The idea is to inject an intermediate base class above each leaf class
in your class hierarchy that automates away the boilerplate of
serialization code.  In accordance with CRTP, you pass the class you're
declaring as a template parameter into the Serializable wrapper, so that
it has compile-time information about your derived class type, which it
uses in serializeImpl() to serialize the derived class data directly --
no runtime typeid() is needed. (Generally, use of typeid() is
discouraged; it still exists to support legacy D code but it's usually
better to use compile-time introspection instead.)

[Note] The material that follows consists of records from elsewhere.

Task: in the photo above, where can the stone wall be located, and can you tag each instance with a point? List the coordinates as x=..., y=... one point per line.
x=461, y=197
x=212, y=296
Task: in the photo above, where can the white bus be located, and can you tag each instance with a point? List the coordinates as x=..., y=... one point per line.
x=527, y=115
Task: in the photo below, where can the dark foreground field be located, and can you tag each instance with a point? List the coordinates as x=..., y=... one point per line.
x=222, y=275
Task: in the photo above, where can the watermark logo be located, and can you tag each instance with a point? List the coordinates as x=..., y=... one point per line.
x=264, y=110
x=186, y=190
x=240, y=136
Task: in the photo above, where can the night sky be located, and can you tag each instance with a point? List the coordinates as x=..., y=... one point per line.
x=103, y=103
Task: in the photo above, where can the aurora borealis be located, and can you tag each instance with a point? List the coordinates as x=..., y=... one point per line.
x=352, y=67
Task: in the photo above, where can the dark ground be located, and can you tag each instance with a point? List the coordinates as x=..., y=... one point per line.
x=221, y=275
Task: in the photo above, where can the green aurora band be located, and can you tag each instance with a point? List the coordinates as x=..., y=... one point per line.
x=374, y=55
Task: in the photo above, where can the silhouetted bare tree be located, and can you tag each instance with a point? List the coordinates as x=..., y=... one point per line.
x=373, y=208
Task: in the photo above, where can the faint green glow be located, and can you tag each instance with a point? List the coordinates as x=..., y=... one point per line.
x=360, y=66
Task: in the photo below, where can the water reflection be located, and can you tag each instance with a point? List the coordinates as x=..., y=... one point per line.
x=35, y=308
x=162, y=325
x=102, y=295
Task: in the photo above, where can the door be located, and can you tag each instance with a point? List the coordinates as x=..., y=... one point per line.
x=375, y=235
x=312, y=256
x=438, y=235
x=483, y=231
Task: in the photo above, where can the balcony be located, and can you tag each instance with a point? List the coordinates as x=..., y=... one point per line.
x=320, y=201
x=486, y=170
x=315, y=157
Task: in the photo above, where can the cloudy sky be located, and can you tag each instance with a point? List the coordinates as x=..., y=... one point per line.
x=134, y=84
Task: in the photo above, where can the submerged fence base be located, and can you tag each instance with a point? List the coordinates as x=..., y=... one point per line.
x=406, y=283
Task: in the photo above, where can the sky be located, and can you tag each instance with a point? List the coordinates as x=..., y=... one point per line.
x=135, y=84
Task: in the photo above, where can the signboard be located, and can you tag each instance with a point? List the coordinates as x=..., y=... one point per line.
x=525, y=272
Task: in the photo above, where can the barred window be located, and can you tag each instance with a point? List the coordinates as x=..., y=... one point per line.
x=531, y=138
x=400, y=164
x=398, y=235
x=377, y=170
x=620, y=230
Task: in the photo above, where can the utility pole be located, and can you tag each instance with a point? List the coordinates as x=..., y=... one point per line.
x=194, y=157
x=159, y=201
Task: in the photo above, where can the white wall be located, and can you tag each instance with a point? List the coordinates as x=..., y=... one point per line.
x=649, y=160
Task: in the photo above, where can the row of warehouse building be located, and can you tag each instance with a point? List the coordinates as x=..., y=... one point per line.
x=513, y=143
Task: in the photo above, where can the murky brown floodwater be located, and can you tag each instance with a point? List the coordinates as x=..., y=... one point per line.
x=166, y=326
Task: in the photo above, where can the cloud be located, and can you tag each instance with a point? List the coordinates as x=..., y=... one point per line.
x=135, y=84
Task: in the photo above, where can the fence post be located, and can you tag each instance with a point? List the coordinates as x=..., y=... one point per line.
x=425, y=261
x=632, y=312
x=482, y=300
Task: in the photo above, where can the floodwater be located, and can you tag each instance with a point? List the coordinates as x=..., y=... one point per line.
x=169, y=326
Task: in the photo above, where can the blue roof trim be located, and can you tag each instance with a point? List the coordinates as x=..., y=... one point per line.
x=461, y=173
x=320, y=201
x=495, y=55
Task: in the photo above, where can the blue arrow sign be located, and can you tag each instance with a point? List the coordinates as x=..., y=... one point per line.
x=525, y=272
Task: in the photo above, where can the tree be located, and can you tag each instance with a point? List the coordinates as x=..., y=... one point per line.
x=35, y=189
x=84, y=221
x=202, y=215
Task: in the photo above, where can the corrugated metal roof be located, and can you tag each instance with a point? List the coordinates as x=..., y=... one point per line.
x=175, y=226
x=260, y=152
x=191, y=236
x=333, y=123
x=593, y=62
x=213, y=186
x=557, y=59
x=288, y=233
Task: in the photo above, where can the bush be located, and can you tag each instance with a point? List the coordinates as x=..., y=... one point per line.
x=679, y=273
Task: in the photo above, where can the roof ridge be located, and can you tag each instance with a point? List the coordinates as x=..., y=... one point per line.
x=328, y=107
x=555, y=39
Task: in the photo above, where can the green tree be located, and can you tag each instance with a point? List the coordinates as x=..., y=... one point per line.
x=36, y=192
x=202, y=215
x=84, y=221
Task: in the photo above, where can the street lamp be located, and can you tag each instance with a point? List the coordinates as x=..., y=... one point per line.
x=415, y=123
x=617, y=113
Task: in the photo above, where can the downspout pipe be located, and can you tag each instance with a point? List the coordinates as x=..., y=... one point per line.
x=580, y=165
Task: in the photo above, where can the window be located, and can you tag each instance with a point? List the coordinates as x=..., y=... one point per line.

The above example is only half the equation, of course. For
deserialization, you need a way of dynamically selecting the right
deserialization function overload to recreate the derived type. This can
be done by registering the deserializers into a global AA keyed by
derived class name using static this(), which gets run at startup time:

	static Object function(ubyte[] data)[string] deserializers;

	class Serializable(Derived, Base = Object) : Base {
		...
		static this() {
			deserializers[Derived.stringof] = (ubyte[] data)
			{
				auto obj = new Derived;
				... // code to decode data here
				return obj;
			};
		}
		...
	}

The main deserializer then just looks up the derived class name in the
input data, and calls the appropriate function in `deserializers` to
recreate the derived object. (Note: this method does not depend on
Object.factory, which is fraught with problems.)


T

-- 
Answer: Because it breaks the logical sequence of discussion. / Question: Why is top posting bad?